Cover to Cover

Creating a feminist world

Chimamanda Ngozi Adichie captures the complexity of gender—and suggests simple ways to negotiate it.

One of my daughters is adventuresome, athletic, and unyielding in her independence. She’s also obsessed with princesses and refuses to wear anything except a “big” (i.e., puffy) dress. My other daughter is sensitive, emotional, and attached to me at the hip (often literally). She sleeps with a fire truck and builds snakes out of her Legos. In other words, children negotiate and fulfill gender stereotypes in complex ways.

Chimamanda Ngozi Adichie writes about this reality in a lovely volume of letters that she originally wrote to her childhood friend Ijeawele, a new mother who wondered how to raise her daughter as a feminist while negotiating race, gender expectations, and cultural norms. “Teach her that the idea of ‘gender roles’ is absolute nonsense,” Adichie counsels her friend. “The knowledge of cooking does not come pre-installed in a vagina.” She then tells about observing a Nigerian mother in a U.S. shopping mall who refused to buy her daughter a toy helicopter because the daughter already had dolls to play with. “I wonder now, wistfully, if the little girl would have turned out to be a revolutionary engineer, had she been given a chance to explore that helicopter.” Adichie concludes with this advice: “Teach her to try to fix physical things when they break. We are quick to assume girls can’t do many things. Let her try. She may not fully succeed, but let her try. Buy her toys like blocks and trains—and dolls, too, if you want to.”

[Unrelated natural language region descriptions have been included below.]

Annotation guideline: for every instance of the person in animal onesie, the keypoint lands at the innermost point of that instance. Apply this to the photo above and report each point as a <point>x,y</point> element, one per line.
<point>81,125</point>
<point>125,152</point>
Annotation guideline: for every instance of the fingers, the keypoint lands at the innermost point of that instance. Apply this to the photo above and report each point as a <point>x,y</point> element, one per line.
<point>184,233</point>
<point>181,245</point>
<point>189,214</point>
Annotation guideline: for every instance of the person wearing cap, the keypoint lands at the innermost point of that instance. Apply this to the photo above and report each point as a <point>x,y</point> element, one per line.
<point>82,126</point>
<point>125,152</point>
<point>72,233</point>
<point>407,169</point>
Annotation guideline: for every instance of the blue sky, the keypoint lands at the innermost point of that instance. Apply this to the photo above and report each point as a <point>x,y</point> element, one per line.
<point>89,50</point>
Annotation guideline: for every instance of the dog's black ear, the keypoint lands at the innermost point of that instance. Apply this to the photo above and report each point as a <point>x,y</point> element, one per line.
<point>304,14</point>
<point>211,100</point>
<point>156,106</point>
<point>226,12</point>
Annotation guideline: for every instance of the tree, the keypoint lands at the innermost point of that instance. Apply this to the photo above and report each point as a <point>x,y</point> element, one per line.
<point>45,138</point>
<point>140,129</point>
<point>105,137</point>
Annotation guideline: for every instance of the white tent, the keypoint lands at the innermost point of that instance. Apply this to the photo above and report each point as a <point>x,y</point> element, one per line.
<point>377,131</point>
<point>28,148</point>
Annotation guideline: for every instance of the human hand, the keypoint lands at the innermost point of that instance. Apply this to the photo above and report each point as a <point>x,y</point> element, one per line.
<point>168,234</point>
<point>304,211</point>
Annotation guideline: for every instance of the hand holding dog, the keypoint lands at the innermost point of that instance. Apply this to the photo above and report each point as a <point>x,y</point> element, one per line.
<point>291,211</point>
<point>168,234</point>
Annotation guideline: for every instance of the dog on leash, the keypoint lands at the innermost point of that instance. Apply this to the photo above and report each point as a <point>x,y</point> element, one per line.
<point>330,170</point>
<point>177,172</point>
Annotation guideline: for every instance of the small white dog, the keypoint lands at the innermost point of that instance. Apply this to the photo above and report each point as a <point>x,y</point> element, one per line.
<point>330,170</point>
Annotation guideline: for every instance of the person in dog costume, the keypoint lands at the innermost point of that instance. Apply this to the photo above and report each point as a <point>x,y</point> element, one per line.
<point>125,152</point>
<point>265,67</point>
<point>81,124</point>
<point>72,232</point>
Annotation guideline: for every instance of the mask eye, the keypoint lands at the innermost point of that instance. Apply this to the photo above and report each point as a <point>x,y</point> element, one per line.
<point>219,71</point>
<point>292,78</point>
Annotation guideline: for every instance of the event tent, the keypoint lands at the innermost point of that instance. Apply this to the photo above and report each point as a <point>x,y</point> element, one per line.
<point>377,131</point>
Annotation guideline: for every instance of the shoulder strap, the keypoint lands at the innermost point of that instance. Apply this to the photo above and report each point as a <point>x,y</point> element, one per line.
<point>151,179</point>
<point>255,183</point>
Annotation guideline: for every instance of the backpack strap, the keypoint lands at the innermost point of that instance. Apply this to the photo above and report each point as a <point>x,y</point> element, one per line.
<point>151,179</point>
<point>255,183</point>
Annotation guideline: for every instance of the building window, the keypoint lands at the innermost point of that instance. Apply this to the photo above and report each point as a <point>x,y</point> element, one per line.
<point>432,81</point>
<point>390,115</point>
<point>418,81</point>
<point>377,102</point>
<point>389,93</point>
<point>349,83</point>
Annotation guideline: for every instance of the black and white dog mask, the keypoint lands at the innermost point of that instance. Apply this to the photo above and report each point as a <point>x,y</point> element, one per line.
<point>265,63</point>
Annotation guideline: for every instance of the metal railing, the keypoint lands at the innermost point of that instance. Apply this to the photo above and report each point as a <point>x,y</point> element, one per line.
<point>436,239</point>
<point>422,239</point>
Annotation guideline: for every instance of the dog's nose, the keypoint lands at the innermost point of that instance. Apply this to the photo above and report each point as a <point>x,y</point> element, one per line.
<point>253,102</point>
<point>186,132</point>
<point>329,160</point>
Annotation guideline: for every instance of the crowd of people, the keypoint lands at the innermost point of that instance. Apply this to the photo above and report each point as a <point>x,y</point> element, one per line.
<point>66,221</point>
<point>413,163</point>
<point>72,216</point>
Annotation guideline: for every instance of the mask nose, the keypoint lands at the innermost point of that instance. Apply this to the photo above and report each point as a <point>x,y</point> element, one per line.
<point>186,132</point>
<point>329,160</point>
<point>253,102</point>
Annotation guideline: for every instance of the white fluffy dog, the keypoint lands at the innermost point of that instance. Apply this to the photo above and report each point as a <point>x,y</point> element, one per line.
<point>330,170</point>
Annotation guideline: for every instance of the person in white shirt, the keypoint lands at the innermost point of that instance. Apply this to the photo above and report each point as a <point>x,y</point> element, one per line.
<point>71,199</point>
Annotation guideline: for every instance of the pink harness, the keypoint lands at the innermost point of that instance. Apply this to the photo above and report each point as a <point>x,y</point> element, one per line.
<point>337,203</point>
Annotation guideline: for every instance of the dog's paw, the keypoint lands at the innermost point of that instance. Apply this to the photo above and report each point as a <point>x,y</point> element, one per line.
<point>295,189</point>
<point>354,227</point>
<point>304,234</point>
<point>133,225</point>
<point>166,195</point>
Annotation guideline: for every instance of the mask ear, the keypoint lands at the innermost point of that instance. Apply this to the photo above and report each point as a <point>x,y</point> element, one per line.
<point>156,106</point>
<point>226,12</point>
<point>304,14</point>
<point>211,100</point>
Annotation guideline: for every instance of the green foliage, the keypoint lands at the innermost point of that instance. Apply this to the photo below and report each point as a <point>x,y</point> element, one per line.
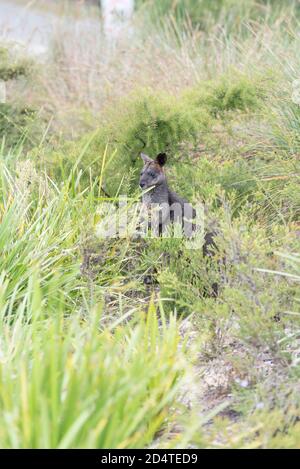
<point>231,92</point>
<point>76,391</point>
<point>17,124</point>
<point>204,14</point>
<point>12,67</point>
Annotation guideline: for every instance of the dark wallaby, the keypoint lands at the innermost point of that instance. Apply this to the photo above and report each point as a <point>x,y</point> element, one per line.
<point>153,175</point>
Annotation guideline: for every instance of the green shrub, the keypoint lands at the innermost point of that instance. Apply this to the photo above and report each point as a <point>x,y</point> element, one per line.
<point>231,92</point>
<point>143,122</point>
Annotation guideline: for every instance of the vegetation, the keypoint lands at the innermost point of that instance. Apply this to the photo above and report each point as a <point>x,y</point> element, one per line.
<point>119,342</point>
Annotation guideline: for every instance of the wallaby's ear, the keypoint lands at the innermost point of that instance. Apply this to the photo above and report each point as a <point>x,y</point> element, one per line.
<point>146,158</point>
<point>161,159</point>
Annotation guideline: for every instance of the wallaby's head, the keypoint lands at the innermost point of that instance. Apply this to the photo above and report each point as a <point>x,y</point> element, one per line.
<point>152,173</point>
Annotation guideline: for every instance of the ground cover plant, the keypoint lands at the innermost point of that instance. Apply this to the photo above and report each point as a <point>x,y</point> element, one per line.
<point>119,342</point>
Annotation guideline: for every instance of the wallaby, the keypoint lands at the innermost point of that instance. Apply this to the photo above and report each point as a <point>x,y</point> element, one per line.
<point>171,207</point>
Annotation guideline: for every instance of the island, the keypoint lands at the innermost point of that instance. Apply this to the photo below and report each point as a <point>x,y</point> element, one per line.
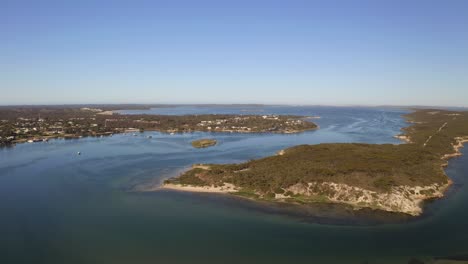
<point>19,124</point>
<point>395,178</point>
<point>204,143</point>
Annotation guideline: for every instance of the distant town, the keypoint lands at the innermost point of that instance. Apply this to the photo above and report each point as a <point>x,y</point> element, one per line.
<point>37,124</point>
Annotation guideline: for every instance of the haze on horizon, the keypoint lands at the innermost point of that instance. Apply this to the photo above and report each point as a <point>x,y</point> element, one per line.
<point>271,52</point>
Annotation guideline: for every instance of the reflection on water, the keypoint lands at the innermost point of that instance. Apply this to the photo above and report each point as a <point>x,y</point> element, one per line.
<point>63,208</point>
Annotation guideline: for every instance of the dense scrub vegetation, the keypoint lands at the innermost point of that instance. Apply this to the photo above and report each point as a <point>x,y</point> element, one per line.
<point>370,166</point>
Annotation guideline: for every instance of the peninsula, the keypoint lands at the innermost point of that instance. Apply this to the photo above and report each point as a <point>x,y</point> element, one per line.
<point>40,123</point>
<point>395,178</point>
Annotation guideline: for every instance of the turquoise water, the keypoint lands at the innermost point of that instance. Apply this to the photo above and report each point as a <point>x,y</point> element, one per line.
<point>58,207</point>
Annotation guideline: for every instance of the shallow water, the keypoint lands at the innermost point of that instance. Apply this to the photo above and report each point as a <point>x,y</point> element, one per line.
<point>58,207</point>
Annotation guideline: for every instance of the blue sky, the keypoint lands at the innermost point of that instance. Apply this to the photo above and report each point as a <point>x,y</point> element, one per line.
<point>280,52</point>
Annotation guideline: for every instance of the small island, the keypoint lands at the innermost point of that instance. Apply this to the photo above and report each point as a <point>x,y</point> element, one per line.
<point>204,143</point>
<point>394,178</point>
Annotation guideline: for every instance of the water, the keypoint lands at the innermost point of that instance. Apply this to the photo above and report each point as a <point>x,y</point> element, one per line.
<point>58,207</point>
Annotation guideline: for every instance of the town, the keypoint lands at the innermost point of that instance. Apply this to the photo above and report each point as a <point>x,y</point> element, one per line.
<point>37,124</point>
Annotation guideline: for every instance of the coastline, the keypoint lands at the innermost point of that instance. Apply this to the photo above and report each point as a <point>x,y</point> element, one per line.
<point>399,199</point>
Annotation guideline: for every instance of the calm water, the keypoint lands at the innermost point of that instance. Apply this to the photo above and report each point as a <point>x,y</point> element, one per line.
<point>58,207</point>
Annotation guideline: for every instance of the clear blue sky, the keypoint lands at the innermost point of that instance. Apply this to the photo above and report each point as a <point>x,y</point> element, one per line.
<point>288,52</point>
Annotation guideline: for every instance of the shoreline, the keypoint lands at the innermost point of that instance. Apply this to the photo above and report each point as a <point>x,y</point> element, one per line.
<point>400,199</point>
<point>106,134</point>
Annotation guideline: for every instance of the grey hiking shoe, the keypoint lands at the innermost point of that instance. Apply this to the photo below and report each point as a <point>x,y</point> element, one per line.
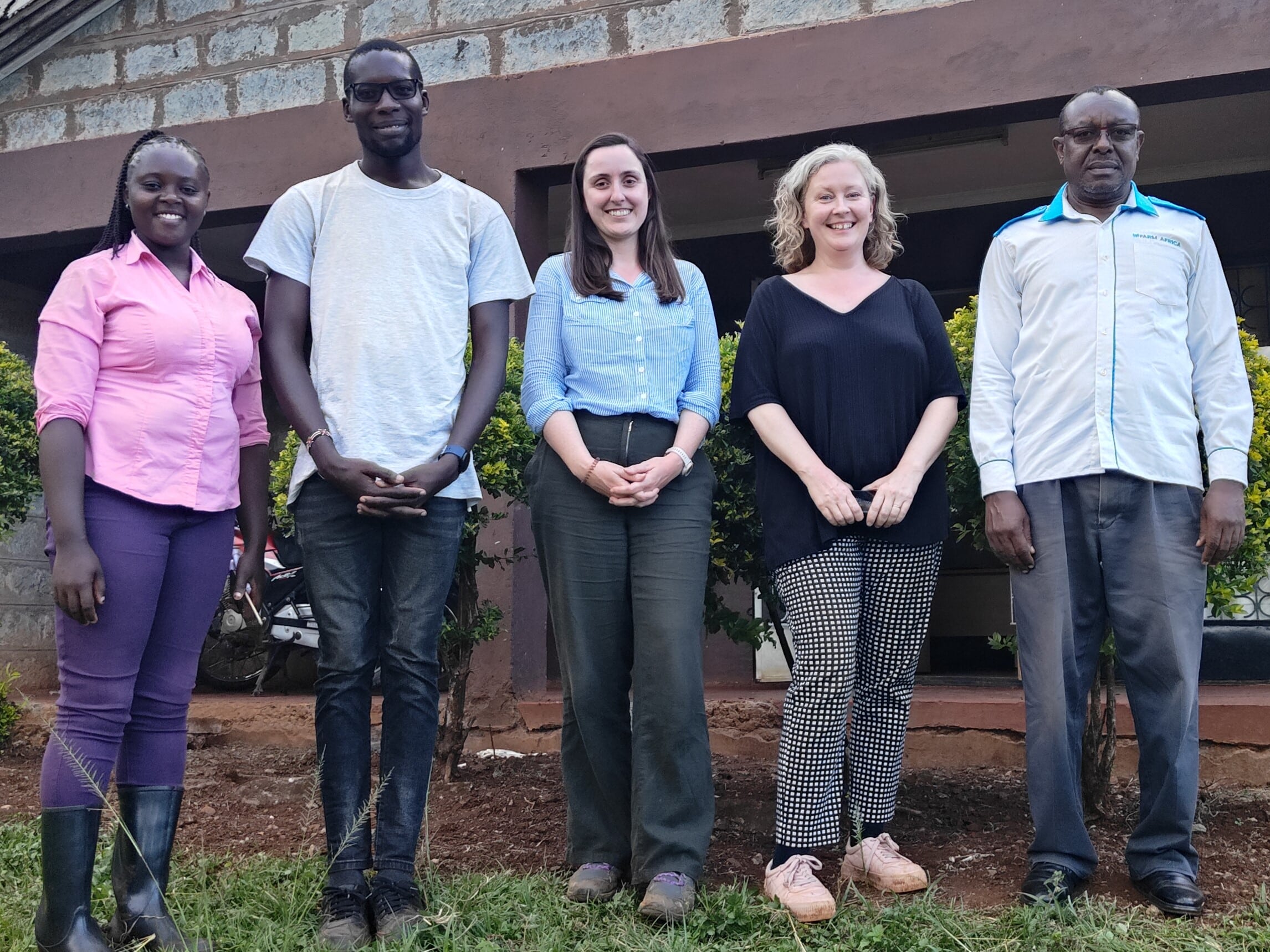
<point>398,908</point>
<point>345,923</point>
<point>668,898</point>
<point>595,883</point>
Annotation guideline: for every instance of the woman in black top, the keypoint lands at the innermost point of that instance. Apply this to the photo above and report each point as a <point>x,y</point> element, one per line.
<point>849,380</point>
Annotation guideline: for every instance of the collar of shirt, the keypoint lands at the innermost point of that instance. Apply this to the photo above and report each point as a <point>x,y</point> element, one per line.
<point>1062,206</point>
<point>136,249</point>
<point>619,284</point>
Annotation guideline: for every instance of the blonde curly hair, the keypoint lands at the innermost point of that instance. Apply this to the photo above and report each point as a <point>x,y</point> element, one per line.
<point>792,243</point>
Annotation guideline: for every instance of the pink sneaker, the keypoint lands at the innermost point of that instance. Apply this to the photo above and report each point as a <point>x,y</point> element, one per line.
<point>879,862</point>
<point>793,884</point>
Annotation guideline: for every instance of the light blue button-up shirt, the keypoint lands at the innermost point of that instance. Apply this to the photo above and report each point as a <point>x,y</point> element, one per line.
<point>620,357</point>
<point>1098,343</point>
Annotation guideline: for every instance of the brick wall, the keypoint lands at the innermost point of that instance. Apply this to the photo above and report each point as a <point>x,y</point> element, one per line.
<point>171,63</point>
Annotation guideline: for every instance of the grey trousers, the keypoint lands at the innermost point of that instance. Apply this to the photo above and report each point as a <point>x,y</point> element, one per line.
<point>627,593</point>
<point>1113,547</point>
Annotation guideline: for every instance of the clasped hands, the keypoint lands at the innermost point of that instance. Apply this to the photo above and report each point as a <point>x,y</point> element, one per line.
<point>893,497</point>
<point>384,494</point>
<point>636,485</point>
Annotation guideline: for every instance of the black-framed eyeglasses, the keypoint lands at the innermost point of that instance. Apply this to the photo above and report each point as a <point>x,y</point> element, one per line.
<point>373,92</point>
<point>1089,135</point>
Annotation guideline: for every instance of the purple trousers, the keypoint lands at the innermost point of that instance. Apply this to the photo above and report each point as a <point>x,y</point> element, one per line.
<point>126,681</point>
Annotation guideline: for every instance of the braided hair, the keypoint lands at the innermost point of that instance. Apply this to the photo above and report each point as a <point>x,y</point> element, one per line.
<point>119,228</point>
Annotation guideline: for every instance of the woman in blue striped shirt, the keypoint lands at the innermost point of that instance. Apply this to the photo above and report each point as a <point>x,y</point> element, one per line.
<point>621,379</point>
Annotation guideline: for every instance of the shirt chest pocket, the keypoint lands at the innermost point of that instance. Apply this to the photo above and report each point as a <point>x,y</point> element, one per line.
<point>672,331</point>
<point>1160,271</point>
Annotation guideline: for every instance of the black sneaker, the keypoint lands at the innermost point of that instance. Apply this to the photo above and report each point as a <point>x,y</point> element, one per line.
<point>397,905</point>
<point>345,920</point>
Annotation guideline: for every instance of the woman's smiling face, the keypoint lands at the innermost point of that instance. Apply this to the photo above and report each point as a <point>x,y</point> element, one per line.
<point>168,191</point>
<point>837,209</point>
<point>616,193</point>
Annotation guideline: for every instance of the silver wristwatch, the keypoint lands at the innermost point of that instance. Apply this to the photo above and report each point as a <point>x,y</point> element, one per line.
<point>684,456</point>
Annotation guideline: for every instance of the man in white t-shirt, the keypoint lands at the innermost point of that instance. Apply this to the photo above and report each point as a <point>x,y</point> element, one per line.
<point>386,263</point>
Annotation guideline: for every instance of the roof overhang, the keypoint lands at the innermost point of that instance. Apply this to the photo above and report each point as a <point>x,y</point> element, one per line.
<point>31,27</point>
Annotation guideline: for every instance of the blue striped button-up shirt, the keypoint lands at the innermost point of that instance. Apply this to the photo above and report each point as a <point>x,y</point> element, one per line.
<point>620,357</point>
<point>1098,344</point>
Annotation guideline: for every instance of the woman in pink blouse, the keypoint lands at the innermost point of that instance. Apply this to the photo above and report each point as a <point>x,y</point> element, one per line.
<point>151,433</point>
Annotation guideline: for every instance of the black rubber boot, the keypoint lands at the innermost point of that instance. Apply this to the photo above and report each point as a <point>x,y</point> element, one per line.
<point>140,879</point>
<point>68,843</point>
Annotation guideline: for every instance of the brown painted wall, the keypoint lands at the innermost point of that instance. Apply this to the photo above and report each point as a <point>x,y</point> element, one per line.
<point>925,63</point>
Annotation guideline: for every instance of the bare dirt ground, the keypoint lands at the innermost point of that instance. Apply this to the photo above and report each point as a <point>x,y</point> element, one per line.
<point>968,828</point>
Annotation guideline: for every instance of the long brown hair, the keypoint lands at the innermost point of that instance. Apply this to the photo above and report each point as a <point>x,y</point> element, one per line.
<point>590,255</point>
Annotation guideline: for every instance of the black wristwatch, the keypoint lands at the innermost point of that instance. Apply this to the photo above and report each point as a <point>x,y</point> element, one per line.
<point>458,451</point>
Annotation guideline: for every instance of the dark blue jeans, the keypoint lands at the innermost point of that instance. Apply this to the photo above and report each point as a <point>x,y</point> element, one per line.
<point>1113,549</point>
<point>377,588</point>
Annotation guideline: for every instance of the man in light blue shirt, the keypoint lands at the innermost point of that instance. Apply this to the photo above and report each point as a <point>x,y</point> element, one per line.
<point>1105,324</point>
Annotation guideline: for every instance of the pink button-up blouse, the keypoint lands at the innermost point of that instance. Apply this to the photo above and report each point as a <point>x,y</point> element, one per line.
<point>164,381</point>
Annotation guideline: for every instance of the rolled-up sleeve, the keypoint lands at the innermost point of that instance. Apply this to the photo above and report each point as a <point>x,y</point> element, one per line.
<point>542,385</point>
<point>69,353</point>
<point>992,386</point>
<point>1220,381</point>
<point>703,389</point>
<point>248,405</point>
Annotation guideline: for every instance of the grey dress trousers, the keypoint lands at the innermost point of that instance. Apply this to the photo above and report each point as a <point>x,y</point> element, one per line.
<point>627,593</point>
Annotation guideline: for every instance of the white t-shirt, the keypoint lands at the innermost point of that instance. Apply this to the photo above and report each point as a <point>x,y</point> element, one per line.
<point>392,273</point>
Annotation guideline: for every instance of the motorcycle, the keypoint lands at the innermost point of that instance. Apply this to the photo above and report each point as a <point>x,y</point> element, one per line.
<point>238,651</point>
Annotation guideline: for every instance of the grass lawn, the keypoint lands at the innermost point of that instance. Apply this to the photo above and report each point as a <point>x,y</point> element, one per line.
<point>266,904</point>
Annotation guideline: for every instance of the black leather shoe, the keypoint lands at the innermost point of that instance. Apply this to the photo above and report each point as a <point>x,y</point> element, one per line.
<point>68,845</point>
<point>139,871</point>
<point>1172,893</point>
<point>1049,884</point>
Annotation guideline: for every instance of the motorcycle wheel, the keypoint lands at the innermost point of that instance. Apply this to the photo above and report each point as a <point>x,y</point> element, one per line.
<point>233,654</point>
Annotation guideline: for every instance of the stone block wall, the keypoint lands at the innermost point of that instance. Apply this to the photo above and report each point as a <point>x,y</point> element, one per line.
<point>27,605</point>
<point>173,63</point>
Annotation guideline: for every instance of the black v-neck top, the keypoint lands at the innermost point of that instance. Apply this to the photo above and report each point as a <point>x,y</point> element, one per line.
<point>856,386</point>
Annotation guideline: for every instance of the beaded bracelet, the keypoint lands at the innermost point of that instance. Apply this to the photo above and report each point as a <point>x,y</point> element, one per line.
<point>314,436</point>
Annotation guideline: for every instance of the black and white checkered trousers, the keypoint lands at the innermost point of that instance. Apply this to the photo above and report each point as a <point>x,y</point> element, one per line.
<point>858,614</point>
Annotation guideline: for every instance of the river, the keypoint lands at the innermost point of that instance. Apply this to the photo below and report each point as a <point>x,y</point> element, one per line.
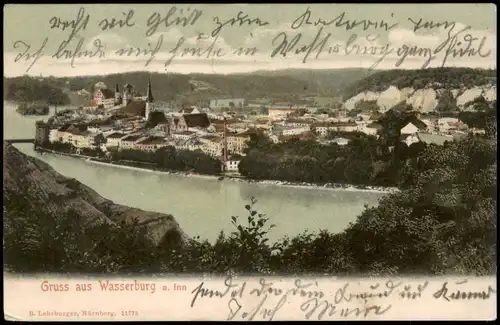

The tone of the book is at once gentle and fierce. It is, as the subtitle claims, both a manifesto and a set of suggestions. But the juxtaposition isn’t jarring: it simply embodies what frank conversation between good friends looks like at its best. Challenge and generosity. Law and gospel. “Teach her to reject likeability,” Adichie suggests in one letter, and in another: “teach her to love books.”

Adichie is a MacArthur Genius Grant winner who became widely known outside of literary circles after giving a TED talk in November 2012 entitled “We should all be feminists,” which later turned into a book of the same name. (The day I was reading this book on my train ride home from the office, I glanced at the man sitting across the aisle and noticed that he was reading Adichie’s novel Americanah). This new book is, like her other writings, wry and deeply honest. The advice she gives Ijeawele is partially rooted in the particularities of Igbo culture, which the two of them share, and partially informed by larger conversations about sexual politics and gender roles.

While the book doesn’t speak much about religion, it carries an ethical impulse that people of faith will find familiar. “Teach her to reject likeability” is followed by this: “Her job is not to make herself likeable, her job is to be her full self, a self that is honest and aware of the equal humanity of other people.” That’s a statement about the difficulty of vocation, and it’s more nuanced than what I hear in the typical sermon. On self-sacrifice, Adichie writes:

Teach her that to love is not only to give but also to take. This is important because we give girls subtle clues about their lives—we teach girls that a large component of their ability to love is their ability to sacrifice their selves. We do not teach this to boys. Teach her that to love she must give of herself emotionally but she must also expect to be given.

I once wrote a 20-page paper in graduate school that said pretty much exactly what Adichie says in those four sentences.

“Teach her to question language,” Adichie writes in another letter. “Language is the repository of our prejudices, our beliefs, our assumptions. But to teach her that, you will have to question your own language.” The idea that the world is discursively constructed makes sense to me from a Christian perspective—“God said ‘let light be’ and light was” (Gen 1:3), and “In the beginning was the Word” (John 1:1). Now it also makes sense to me from a feminist perspective. The world that Adichie is creating with her own thoughtful use of language is one that I want my daughters to inhabit as they grow up.